Cuantos más tabúes y prohibiciones haya en el mundo, más pobre se hace la gente.

Cuantas más afiladas sean las armas que la gente posee, mayor confusión reina en el país.

Cuanto más lista y astutas sean las gentes, con mayor frecuencia suceden cosas extrañas.

Cuanto más completas se promulguen leyes y decretos, más malhechores y ladrones aparecen.

Por ello, el Sabio dice:

Yo no actúo, y la gente se transforma sola.

Amo la quietud, y la gente se encauza de manera natural.

No emprendo ningún negocio, y la gente prospera.

No tengo deseos, y la gente retorna a la Simplicidad.

 

58

Cuando el gobernante es discreto, el pueblo es simple y feliz.

Cuando el gobernante es perspicaz, el pueblo es astuto e infeliz.

La desdicha es lo que la dicha presiona, la dicha es lo que la desdicha esconde.

¿Quién puede conocer el final definitivo de este proceso?

¿Acaso no existe una norma de justicia?

Pero lo que es normal pronto se convierte en anormal, y lo que es propicio pronto se vuelve de mal augurio; durante mucho tiempo ha estado la gente en un dilema.

Por ello, el Sabio cuadra las cosas sin cortar, esculpe sin desfigurar, endereza sin forzar, y esclarece sin deslumbrar.

 

59

Para gobernar al pueblo y servir al Cielo, no hay nada como la sobriedad.

Ser sobrio es retornar antes de andar errante.

Retornar antes de andar errante es poseer una doble reserva de Virtud.

Poseer una doble reserva de Virtud es superar todas las cosas.

Superar todas las cosas es alcanzar una altura invisible.

Sólo quien ha alcanzado una altura invisible puede tener un reino.

Sólo quien ha conseguido a la Madre del reino puede perdurar mucho tiempo.

Esta es la manera de estar profundamente enraizado y firmemente enraizado y firmemente establecido en el Tao, el secreto de la larga vida y de la visión duradera.

 

60

Gobernar un gran reino es como cocinar un pescado pequeño.

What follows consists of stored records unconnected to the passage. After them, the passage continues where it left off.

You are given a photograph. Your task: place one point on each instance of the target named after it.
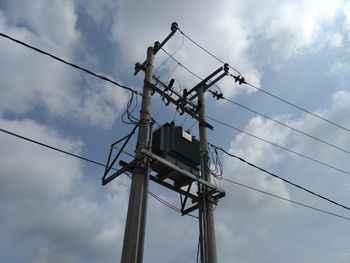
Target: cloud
(233, 32)
(49, 212)
(42, 82)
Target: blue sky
(53, 207)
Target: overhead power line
(152, 194)
(264, 91)
(69, 63)
(281, 147)
(164, 202)
(298, 107)
(254, 111)
(283, 179)
(283, 124)
(285, 199)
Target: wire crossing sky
(53, 207)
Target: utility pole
(207, 208)
(208, 194)
(136, 218)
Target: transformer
(179, 147)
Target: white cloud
(30, 80)
(340, 68)
(276, 31)
(49, 212)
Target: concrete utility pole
(136, 218)
(207, 207)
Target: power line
(283, 179)
(207, 51)
(283, 124)
(264, 91)
(152, 194)
(254, 111)
(285, 199)
(69, 63)
(300, 108)
(281, 147)
(87, 160)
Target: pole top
(174, 27)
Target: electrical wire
(281, 147)
(282, 179)
(264, 91)
(173, 53)
(285, 199)
(281, 123)
(207, 51)
(213, 158)
(298, 107)
(103, 165)
(69, 63)
(220, 96)
(276, 145)
(127, 116)
(87, 160)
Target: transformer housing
(179, 147)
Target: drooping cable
(241, 80)
(281, 147)
(127, 116)
(282, 179)
(87, 160)
(103, 165)
(214, 165)
(69, 63)
(285, 199)
(220, 96)
(207, 51)
(173, 53)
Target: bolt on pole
(133, 243)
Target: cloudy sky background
(52, 206)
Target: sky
(53, 207)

Cuando se gobierna el mundo conforme al Tao, los demonios carecen de poderes espirituales.

No sólo los demonios carecen de poderes espirituales, sino que los espíritus mismos no pueden dañar a la gente.

No sólo los espíritus no pueden dañas a la gente, sino que el Sabio mismo no daña a su pueblo.

Si tan sólo el gobernante y sus súbditos se reprimieran de dañarse mutuamente, se acumularían en el reino todos los beneficios de la vida.